Early Civilizations:
Complex Societies of the New
and Old Worlds
Dr. Kathryn Denning
Anth 2150, Sept 2007 - Apr 2008
23 Oct 2007... Welcome!
Plan for the day
1 Announcements.
This week's reading: Ch 6, "Studying the Intangible".
Tomorrow in tutorial: bioarchaeology - working with casts of skeletons to learn about how we determine age and sex etc. from the skeleton. Come ready to interact with the (fake) bones! Bring the handout you'll receive in class today.
Next week's reading, to do before class:
1) "Bioarchaeological and biocultural evidence for the New England Vampire folk belief" by Sledzik and Bellantoni.
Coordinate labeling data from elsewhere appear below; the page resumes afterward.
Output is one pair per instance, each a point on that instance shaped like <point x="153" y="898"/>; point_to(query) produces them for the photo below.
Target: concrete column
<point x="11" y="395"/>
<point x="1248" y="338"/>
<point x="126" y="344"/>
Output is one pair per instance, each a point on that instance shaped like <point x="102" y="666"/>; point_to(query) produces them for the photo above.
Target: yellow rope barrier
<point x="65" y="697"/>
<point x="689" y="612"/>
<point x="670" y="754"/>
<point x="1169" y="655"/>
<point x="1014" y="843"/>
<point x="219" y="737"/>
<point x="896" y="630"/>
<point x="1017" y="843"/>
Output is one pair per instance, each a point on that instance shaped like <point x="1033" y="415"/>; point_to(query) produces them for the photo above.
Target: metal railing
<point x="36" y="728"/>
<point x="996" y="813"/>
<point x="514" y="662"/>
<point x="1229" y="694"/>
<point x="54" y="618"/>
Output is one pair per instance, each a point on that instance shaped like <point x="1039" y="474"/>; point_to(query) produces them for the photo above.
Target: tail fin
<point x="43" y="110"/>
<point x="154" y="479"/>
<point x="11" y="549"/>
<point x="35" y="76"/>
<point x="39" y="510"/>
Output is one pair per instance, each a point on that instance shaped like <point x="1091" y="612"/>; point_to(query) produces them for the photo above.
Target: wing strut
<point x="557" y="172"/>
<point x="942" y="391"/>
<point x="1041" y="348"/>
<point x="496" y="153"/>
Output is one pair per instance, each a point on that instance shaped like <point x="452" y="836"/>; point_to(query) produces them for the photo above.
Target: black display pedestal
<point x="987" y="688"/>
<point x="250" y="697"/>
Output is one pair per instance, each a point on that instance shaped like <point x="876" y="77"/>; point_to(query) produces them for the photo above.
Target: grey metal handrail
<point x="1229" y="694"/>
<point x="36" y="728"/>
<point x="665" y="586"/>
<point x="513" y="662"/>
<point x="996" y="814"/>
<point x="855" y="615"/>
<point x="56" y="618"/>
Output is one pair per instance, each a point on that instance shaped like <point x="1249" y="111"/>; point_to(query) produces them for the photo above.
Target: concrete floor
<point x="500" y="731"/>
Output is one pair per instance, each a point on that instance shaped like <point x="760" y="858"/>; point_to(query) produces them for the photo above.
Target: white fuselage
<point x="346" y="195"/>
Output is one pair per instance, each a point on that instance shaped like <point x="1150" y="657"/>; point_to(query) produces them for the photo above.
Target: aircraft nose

Click here to download pdf.
2) "Vampires and Death in New England, 1784-1892" by Michael Bell. Click here to download pdf.
Next week in lecture: special Hallowe'en feature on the dead and the undead... we'll be watching some clips from a documentary on vampires. (If you want to watch the full show, it's airing on the Discovery Channel Canada on Sunday 28th at 9 pm. OR we'll be having a screening here at York on Tuesday 30th, 5-7, in Accolade West 006. But please be warned: it's violent and gory. Don't let young children watch it!)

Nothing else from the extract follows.